TUSCALOOSA | Practically all Americans of a certain age can answer the question, “Where were you when John Kennedy died?”
So, too, can most Alabama football fans over the age of 30 or so when asked where they were when Coach Paul “Bear” Bryant died Jan. 26, 1983 at the age of 69.
I was in Montgomery covering a special session of the Alabama Legislature in the old Capitol building when a wire service reporter passing me in a musty hallway said, “Well, I guess you’ve got your work cut out for you today.”
He told me Bryant was dead, and I immediately went to work collecting the thoughts and reminiscences of the politicians, starting with Gov. George C. Wallace, who called Bryant “a man among men” and added that he prayed that God “will bless and keep his family -- [widow] Mary Harmon, the children, grandchildren and all at this time of great sadness.”
Tuscaloosa State Sen. Ryan DeGraffenried, who died of a heart attack last year, announced Bryant’s death on the floor of the state senate in an emotional statement in which he called Bryant “a great man and great personal friend.”
DeGraffenried said that his then 7-year-old son, who is now a Tuscaloosa attorney, had met Bryant for the first time the Saturday before his death.
“My little boy idolized him,” DeGraffenried on the senate floor. “He has a framed, signed picture of him hanging on the wall above his bed.
“Just last Saturday,” he continued, as tears began to trickle down cheeks in the stately old Capitol, “I took my son hunting down on Paul Jr.’s farm and when he went by the house there was Coach Bryant eating breakfast. You wouldn’t believe how excited my son was [to meet him].”
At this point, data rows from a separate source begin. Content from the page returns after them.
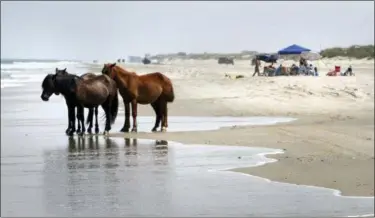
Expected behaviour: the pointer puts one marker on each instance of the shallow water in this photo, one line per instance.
(45, 173)
(98, 176)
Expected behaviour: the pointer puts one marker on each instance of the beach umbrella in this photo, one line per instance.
(311, 56)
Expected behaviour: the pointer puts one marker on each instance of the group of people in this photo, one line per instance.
(303, 69)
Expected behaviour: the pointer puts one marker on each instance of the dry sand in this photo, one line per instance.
(332, 143)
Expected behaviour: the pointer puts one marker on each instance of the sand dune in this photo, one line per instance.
(264, 95)
(334, 131)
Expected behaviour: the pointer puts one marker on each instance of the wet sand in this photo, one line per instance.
(45, 173)
(331, 145)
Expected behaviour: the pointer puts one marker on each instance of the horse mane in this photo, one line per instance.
(66, 83)
(122, 71)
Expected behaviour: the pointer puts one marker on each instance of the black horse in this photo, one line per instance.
(80, 93)
(90, 116)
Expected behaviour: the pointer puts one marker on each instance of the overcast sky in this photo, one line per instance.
(101, 30)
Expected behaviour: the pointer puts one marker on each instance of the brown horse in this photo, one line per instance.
(153, 88)
(90, 116)
(100, 90)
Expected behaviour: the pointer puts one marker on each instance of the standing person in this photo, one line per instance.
(257, 66)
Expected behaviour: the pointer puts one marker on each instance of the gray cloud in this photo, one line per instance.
(100, 30)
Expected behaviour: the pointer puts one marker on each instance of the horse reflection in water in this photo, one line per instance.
(158, 153)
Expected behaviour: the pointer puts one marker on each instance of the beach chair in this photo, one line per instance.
(335, 72)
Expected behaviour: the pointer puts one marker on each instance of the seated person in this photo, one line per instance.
(310, 70)
(316, 71)
(349, 71)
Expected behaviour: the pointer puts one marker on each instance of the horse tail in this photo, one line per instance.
(170, 95)
(90, 116)
(167, 88)
(114, 106)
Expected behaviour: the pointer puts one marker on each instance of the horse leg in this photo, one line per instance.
(134, 114)
(107, 112)
(96, 120)
(69, 119)
(72, 120)
(164, 112)
(90, 117)
(126, 126)
(81, 119)
(155, 106)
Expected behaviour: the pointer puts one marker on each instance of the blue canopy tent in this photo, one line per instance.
(268, 58)
(293, 49)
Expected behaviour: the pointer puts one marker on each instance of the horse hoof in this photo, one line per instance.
(124, 130)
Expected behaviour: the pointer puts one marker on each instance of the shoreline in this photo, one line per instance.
(291, 165)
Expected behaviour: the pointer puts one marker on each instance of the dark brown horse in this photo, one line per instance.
(90, 116)
(89, 93)
(153, 88)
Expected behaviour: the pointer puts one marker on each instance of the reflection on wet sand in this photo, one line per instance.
(94, 168)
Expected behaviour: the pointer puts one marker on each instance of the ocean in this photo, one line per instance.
(21, 72)
(45, 173)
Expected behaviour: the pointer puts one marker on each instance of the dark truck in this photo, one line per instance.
(225, 60)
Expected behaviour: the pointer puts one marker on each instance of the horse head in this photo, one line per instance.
(61, 72)
(49, 87)
(108, 70)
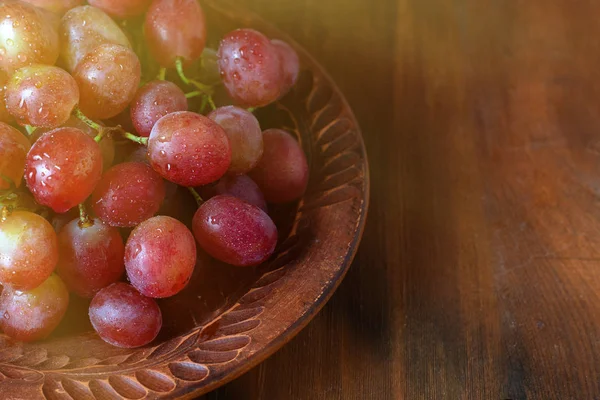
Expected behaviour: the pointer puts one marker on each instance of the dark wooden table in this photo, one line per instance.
(478, 275)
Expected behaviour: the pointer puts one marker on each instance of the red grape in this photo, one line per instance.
(108, 79)
(289, 63)
(234, 231)
(28, 250)
(107, 145)
(13, 152)
(240, 186)
(33, 314)
(128, 194)
(123, 317)
(160, 256)
(83, 29)
(282, 173)
(250, 68)
(4, 114)
(245, 137)
(27, 36)
(189, 149)
(121, 8)
(41, 96)
(175, 28)
(153, 101)
(56, 6)
(62, 168)
(91, 257)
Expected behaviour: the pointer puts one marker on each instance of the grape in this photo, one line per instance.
(123, 317)
(41, 96)
(28, 250)
(107, 145)
(175, 29)
(108, 78)
(84, 28)
(4, 114)
(56, 6)
(289, 63)
(62, 168)
(240, 186)
(121, 8)
(91, 257)
(160, 256)
(153, 101)
(26, 36)
(250, 68)
(189, 149)
(234, 231)
(128, 194)
(282, 173)
(13, 152)
(33, 314)
(245, 137)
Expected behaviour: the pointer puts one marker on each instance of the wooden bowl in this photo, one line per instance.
(228, 319)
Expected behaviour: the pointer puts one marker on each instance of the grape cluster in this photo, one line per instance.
(83, 85)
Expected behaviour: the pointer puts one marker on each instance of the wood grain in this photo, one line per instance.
(479, 273)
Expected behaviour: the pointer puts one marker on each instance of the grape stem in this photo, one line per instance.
(84, 219)
(134, 138)
(205, 90)
(30, 129)
(7, 180)
(196, 196)
(79, 114)
(162, 74)
(4, 213)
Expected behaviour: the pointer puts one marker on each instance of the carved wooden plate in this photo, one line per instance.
(228, 319)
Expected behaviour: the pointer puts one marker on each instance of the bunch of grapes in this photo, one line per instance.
(72, 87)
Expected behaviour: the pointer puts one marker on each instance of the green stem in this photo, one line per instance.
(30, 129)
(162, 74)
(4, 213)
(195, 93)
(84, 218)
(86, 120)
(196, 196)
(134, 138)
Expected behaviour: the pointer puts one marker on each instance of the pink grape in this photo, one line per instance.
(250, 68)
(189, 149)
(107, 145)
(123, 317)
(33, 314)
(175, 29)
(282, 173)
(91, 257)
(153, 101)
(160, 256)
(108, 79)
(234, 231)
(56, 6)
(128, 194)
(245, 137)
(27, 36)
(240, 186)
(121, 8)
(62, 168)
(84, 28)
(13, 153)
(289, 63)
(41, 96)
(28, 250)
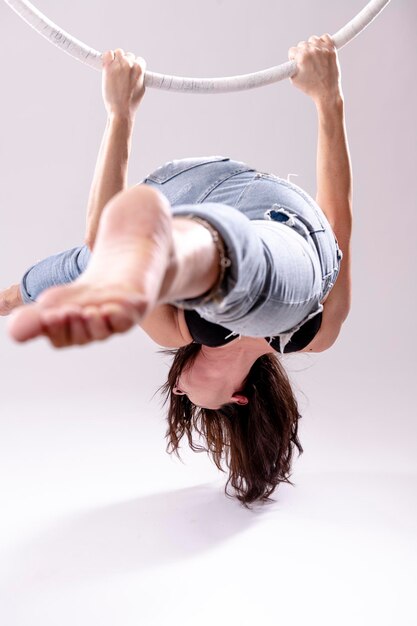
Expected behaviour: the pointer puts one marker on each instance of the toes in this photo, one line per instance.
(55, 326)
(25, 323)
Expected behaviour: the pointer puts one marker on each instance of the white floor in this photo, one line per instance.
(100, 526)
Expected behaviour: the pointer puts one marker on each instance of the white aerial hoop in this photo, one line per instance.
(66, 42)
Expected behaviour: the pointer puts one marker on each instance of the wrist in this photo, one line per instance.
(330, 104)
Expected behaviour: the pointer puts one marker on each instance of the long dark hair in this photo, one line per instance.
(256, 439)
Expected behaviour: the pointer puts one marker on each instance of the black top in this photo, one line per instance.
(213, 335)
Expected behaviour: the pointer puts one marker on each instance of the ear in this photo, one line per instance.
(238, 399)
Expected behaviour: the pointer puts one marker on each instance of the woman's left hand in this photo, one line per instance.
(122, 82)
(318, 71)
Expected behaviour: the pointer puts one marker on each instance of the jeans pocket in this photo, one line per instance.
(168, 171)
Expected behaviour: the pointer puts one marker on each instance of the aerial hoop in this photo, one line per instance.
(93, 58)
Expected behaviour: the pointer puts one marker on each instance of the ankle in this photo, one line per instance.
(10, 299)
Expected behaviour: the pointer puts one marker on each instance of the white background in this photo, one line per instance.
(98, 524)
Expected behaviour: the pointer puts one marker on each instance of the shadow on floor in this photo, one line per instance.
(130, 536)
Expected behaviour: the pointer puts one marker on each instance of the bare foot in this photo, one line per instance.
(121, 283)
(10, 299)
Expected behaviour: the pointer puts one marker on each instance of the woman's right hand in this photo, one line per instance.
(122, 82)
(318, 72)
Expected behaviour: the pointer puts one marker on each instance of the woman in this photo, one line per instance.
(225, 265)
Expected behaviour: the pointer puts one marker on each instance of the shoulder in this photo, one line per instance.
(332, 321)
(166, 326)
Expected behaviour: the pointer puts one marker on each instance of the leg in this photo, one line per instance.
(57, 269)
(121, 283)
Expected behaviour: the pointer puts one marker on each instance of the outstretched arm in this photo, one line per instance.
(318, 76)
(122, 90)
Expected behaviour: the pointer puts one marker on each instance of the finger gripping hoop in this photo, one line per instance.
(77, 49)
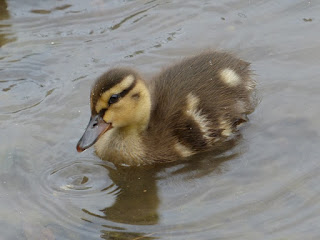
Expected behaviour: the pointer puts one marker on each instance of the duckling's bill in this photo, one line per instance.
(96, 127)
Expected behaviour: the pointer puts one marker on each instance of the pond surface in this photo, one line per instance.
(265, 187)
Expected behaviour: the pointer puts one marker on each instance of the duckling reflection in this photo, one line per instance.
(5, 37)
(137, 199)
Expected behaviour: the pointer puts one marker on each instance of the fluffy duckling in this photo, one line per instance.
(190, 107)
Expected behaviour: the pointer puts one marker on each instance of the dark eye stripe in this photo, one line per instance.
(127, 90)
(102, 112)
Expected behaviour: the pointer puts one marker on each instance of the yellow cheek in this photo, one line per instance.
(101, 105)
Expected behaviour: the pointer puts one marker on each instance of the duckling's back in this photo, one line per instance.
(200, 102)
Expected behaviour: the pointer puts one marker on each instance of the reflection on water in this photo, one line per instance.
(5, 34)
(264, 185)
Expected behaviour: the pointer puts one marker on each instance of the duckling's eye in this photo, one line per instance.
(113, 99)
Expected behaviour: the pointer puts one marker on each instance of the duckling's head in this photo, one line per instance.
(119, 99)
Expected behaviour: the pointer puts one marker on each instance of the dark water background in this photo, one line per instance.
(266, 187)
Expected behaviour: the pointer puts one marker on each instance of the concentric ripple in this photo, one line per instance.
(79, 177)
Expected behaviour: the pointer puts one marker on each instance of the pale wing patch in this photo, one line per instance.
(230, 77)
(250, 84)
(183, 150)
(197, 116)
(118, 88)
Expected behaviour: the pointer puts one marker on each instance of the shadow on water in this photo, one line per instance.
(5, 35)
(136, 190)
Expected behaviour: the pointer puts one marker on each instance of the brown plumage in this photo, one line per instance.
(190, 107)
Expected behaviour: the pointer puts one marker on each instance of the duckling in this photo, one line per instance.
(191, 107)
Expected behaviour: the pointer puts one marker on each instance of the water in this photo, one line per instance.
(265, 187)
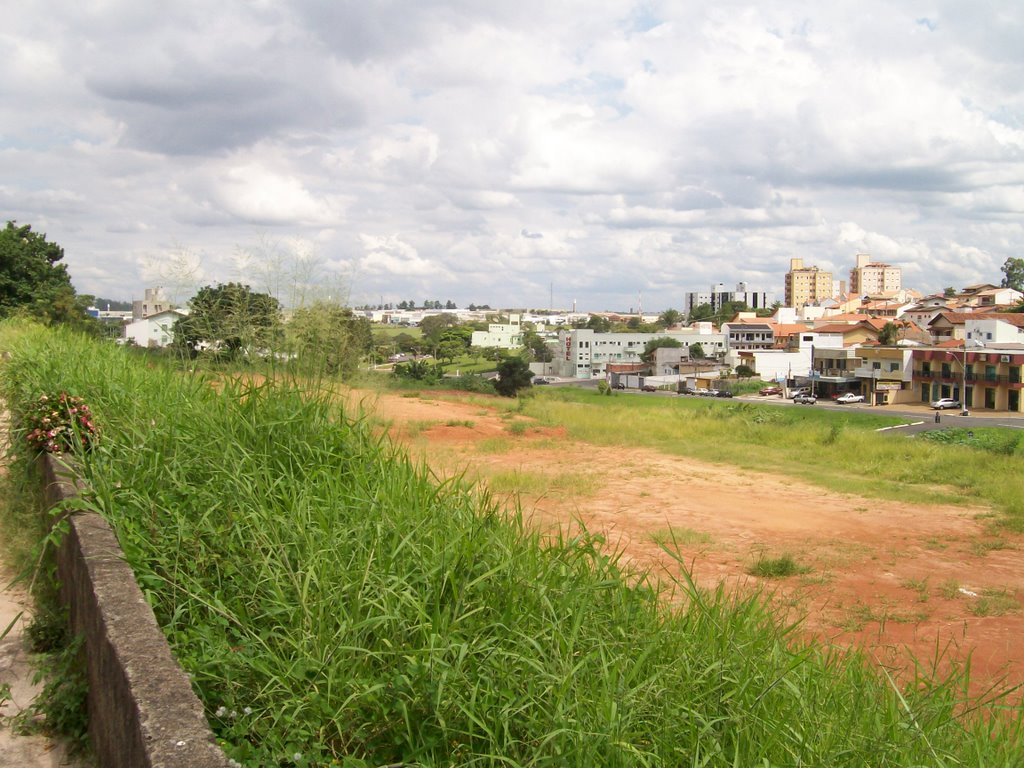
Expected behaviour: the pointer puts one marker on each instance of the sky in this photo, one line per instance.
(609, 155)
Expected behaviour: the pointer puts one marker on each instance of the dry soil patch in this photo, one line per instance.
(899, 579)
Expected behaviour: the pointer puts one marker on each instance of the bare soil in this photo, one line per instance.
(902, 581)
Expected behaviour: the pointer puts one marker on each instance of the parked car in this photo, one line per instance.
(849, 397)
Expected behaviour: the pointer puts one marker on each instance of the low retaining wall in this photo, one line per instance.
(142, 711)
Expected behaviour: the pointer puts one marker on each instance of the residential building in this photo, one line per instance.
(886, 374)
(986, 378)
(501, 335)
(807, 285)
(154, 302)
(154, 330)
(584, 353)
(872, 278)
(718, 296)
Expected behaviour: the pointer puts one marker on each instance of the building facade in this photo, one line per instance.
(807, 285)
(872, 278)
(717, 296)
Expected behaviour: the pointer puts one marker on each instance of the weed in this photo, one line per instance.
(776, 567)
(680, 538)
(949, 589)
(994, 603)
(918, 585)
(982, 547)
(518, 427)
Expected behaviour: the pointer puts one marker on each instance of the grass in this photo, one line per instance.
(348, 610)
(994, 602)
(776, 567)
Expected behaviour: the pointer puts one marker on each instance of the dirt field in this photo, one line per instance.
(892, 577)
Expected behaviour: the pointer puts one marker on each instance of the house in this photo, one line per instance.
(155, 330)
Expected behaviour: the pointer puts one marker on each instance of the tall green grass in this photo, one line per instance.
(335, 606)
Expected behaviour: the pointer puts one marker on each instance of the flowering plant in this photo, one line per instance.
(60, 423)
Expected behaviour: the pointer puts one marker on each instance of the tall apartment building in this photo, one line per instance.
(718, 295)
(871, 278)
(807, 285)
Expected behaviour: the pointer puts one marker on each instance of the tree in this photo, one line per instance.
(538, 347)
(433, 326)
(32, 281)
(328, 338)
(229, 318)
(513, 375)
(1013, 271)
(656, 343)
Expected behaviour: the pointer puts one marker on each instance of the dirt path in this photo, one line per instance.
(896, 578)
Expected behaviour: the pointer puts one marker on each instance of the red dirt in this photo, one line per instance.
(893, 578)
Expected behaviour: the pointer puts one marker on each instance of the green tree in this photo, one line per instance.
(328, 338)
(434, 326)
(656, 343)
(513, 375)
(33, 281)
(538, 347)
(1013, 273)
(230, 318)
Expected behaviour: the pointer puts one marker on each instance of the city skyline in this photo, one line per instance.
(532, 153)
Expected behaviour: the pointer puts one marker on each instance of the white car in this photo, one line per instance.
(850, 397)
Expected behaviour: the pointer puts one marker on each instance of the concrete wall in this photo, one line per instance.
(142, 712)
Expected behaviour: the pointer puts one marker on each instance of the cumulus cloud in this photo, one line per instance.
(657, 147)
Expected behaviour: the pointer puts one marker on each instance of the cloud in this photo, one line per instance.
(657, 147)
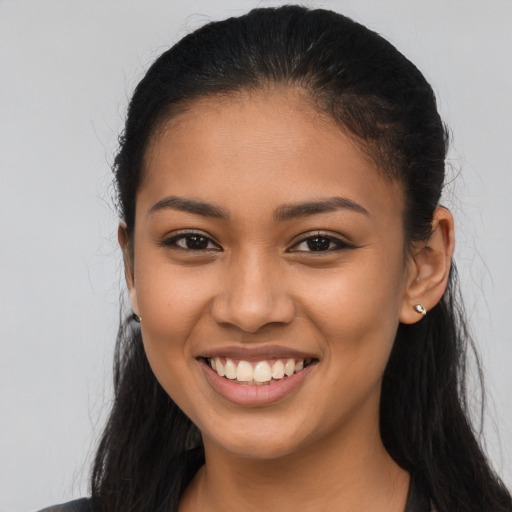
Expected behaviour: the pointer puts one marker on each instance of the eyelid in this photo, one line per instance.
(169, 240)
(339, 240)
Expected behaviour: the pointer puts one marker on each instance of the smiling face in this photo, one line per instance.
(265, 240)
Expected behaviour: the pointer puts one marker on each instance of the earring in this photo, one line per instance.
(420, 309)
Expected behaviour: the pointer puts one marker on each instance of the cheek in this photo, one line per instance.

Cullman Rep. Tom Drake, who played football at Alabama before Bryant arrived, but served briefly as an assistant coach under him, also had a poignant story to tell.
Bryant had called him and said he was coming to Montgomery in a few days, said Drake, who was also an attorney and professional wrestler going by the name of “The Cullman Comet.”
“When I talked to him I kidded him about getting one of those ‘315’ commemorative rings [for setting the record for most college football games won as a head coach] and reminded him that it was me and [former Tuscaloosa Sen. Bert Bank] who named Bryant-Denny Stadium after him,” Drake said.
“I kidded him and told him if he didn’t get me one of those rings we were going to rename it Dye-Denny Stadium [after then Auburn Coach Pat Dye] and he said he’d be sure and get me the ring. Now I don’t know if I’ll ever see that ring or not.”
While I was feverishly calling in up-dates through the day -- we didn’t have computers or the Internet then -- for a special edition, City Hall reporter Ken Stickney, who would later become our editorial page editor before moving on to Monroe, La., where he is the managing editor of The News Star, was busy reporting on the home front.
“I never handled a story where people in high places were so quick to respond to it,” he said. “We got the White House, all the senators, very influential people from all walks of life in a matter of hours.”
Stickney also covered the burial in Birmingham’s Elmwood Cemetery three days later.
“You talk about being in the dark ages as a reporter, but I was out at the cemetery and the grave site itself was maybe a half mile from the front, where the only telephone was -- we didn’t have cell phones back then, of course -- and we were holding the paper to get the service in,” Stickney said.
“The service was delayed greatly because of the time it took to get from Tuscaloosa and three times I ran from the grave site to the phone -- and I was in wingtips -- to tell them that he ain’t here. The third time I ran back to the phone and picked it up, the funeral procession turned in and I had to run that half mile back, in my wingtips.
“Then, of course, I had to call in my story and dictate it to [former News reporter] Doris Flora.”
Stickney remembers the burial ceremony as being very somber, but the thing he remembers most is one of the funeral home employees telling him about a young boy approaching as dirt was being thrown on the casket.
“He said this little boy came up in a toboggan-type cap and wanted his hat buried with the Bear,” he said. “He wouldn’t tell me if he allowed it or not, but I often wonder if that toboggan is down there with Bear Bryant.”